Radheshyam Jadhav Pune | Updated on July 17, 2019 Published on July 17, 2019

77,155 complaints were registered by Indians working in Gulf countries. File Photo

Of the total complaints of ‘victimisation’ registered by Indian workers in Gulf countries, 36 per cent are from Saudi Arabia, while just 3 per cent are from Bahrain.

In the last four years (2016-June 2019), 77,155 complaints were registered by Indians working in Gulf countries, according to data presented by the Ministry of External Affairs in the Lok Sabha on Wednesday.

About 19 per cent of the total complaints have come from Kuwait, followed by Oman (15 per cent), Qatar (14 per cent) and the UAE (13 per cent).

Most of the complaints received from and on behalf of Indian workers relate to non-payment of salaries and denial of labour rights and benefits such as non-issuance/renewal of residence permits or non-payment/grant of overtime allowance.

 

Other complaints were about weekly holidays, longer working hours, refusal to grant exit/re–entry permits for visits to India, non-provision of medical and insurance facilities, not paying compensation upon death, etc.

In Gulf countries, Indian workers are employed on a contractual basis, and have to return to India on completion of their contract period, which is generally 2-3 years. In some cases, the workers complained that they were refused permission to leave the country on a final exit visa after their contracts expired.

Complaints, ‘marginal’

Answering the question in the Lok Sabha on July 10, the Ministry had stated that the Indian Missions in Gulf countries receive many complaints, but compared to the proportion of Indian workers in Gulf countries, such complaints are “marginal”.

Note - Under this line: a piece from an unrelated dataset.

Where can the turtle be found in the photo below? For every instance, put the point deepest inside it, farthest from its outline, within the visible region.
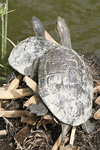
(65, 83)
(24, 56)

According to the Indian Missions, the main reason for such problems is illegal migration or landing in Gulf countries through unscrupulous agents.

Other reasons include economic and financial challenges of employers, including bankruptcy; disputes with sponsors or companies, including on issues such as the amount of salary to be paid and working conditions; and violation of local laws such as working for a party other than the sponsor.